Esos primeros días en el Abbas siempre resaltarán con claridad en mi mente. La casa misma me fascinaba todavía más que la gente que en ella vivía. La rodeaba una dudosa atmósfera de intemporalidad. Cuando se estaba sola, era muy fácil creerse en otra época. Desde que oyera la historia de las Vírgenes, mi imaginación estaba cautiva; con frecuencia me había imaginado explorando el Abbas… y esta era una de esas poco habituales ocasiones en que la realidad sobrepasaba a la imaginación.
Esas altas habitaciones, con sus cielorrasos tallados y decorados, algunos pintados, otros con inscripciones en latín o en dialecto de Cornualles, eran, un deleite para mí. Me gustaba tocar la suntuosa tela de las cortinas, quitarme los zapatos y sentir la mullida alfombra. Me agradaba sentarme en los sillones y canapés e imaginarme dando órdenes; y a veces hablaba conmigo misma como si yo fuese el ama de la casa. Eso se convirtió en un juego del que yo disfrutaba, y nunca me perdía una oportunidad de jugarlo. Pero aunque tanto admiraba los aposentos, lujosamente amueblados, que la familia utilizaba, me sentía atraída una y otra vez hacia esa parte de la casa que casi nunca se usaba y que evidentemente había formado parte del antiguo convento. Era allí donde Johnny me había llevado la noche del baile. La rodeaba un aroma que repelía y fascinaba al mismo tiempo; un olor húmedo, oscuro; un olor a pasado. Las escaleras, que parecían surgir de pronto y enroscarse por algunos peldaños para luego terminar en una puerta o en un corredor; la piedra que había sido desgastada por millones de pisadas; esos extraños y pequeños— aposentos, con ventanas que parecían hendiduras, que habían sido las celdas de las monjas; y bajo tierra estaban las mazmorras, ya que la casa había tenido una prisión. Descubrí la capilla —oscura y húmeda— con su antiquísimo tríptico, sus bancos de madera, su piso de baldosas de piedra, su altar donde había velas que parecían preparadas para que los ocupantes de la casa acudiesen a orar. Pero yo sabía que nunca se la utilizaba ya, puesto que los Saint Larston iban a orar a la iglesia de Saint Larston.

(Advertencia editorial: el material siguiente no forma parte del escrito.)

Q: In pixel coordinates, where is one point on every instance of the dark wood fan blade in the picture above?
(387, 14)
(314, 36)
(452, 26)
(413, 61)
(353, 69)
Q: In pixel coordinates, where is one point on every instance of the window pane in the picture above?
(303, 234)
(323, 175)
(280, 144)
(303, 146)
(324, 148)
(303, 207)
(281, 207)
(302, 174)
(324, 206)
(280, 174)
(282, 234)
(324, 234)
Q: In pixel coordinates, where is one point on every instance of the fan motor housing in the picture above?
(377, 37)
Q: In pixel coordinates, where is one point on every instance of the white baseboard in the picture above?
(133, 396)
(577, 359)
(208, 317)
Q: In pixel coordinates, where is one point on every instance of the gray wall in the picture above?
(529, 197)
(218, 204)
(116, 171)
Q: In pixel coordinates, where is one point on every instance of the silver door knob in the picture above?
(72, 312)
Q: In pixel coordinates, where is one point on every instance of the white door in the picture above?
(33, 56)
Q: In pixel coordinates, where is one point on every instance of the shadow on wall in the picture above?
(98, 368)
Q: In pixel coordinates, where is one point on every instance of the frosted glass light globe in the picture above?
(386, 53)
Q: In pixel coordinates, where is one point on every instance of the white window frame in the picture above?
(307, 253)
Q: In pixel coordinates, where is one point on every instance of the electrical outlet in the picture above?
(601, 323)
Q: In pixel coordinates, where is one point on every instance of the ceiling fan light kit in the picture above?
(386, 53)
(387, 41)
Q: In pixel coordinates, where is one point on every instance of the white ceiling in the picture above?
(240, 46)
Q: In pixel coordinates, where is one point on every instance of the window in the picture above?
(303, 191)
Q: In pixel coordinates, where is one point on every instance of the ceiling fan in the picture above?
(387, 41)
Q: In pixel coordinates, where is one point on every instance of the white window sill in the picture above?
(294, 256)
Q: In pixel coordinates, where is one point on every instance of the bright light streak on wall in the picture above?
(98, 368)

En esa parte de la casa habían vivido las seis vírgenes; sus pies habían pisado esos mismos corredores de piedra; sus manos habían aferrado la soga al subir los empinados peldaños.

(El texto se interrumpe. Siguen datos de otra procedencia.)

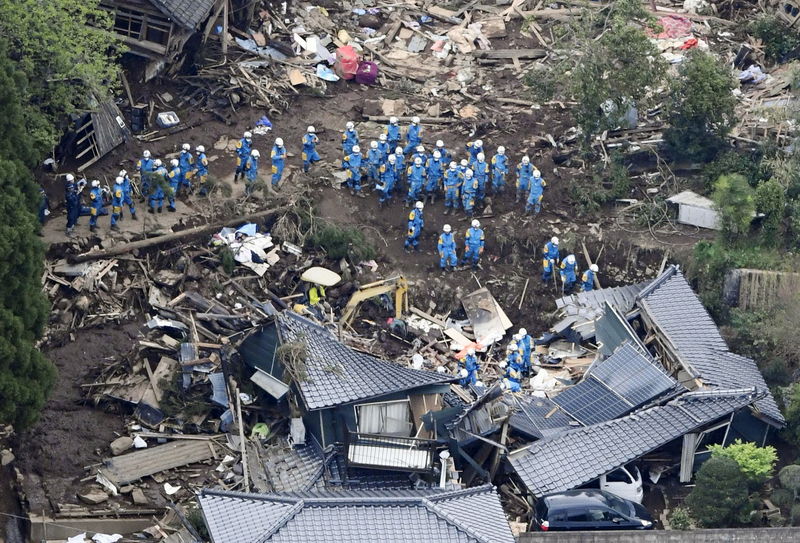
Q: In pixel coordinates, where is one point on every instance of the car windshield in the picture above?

Empecé a querer a esa casa; y puesto que amar era ser feliz, no era desdichada, en esos días, a pesar de pequeñas humillaciones. Me había hecho valer en la sala de los criados, y más bien había gozado de la batalla que allí se hubo de librar, especialmente porque, según me lo aseguraba, yo había sido la vencedora. No era hermosa con los rasgos finamente cincelados de Judith Saint Larston ni con el sutil encanto de porcelana de Mellyora, pero con mi resplandeciente cabello negro, mis grandes ojos que eran muy buenos para expresar desdén, y mi orgullo, era más sorprendentemente atractiva que ellas. Era alta y delgada casi hasta la flacura, y poseía una indefinible cualidad de extranjera que, empezaba a darme cuenta, podía utilizarse en mi beneficio.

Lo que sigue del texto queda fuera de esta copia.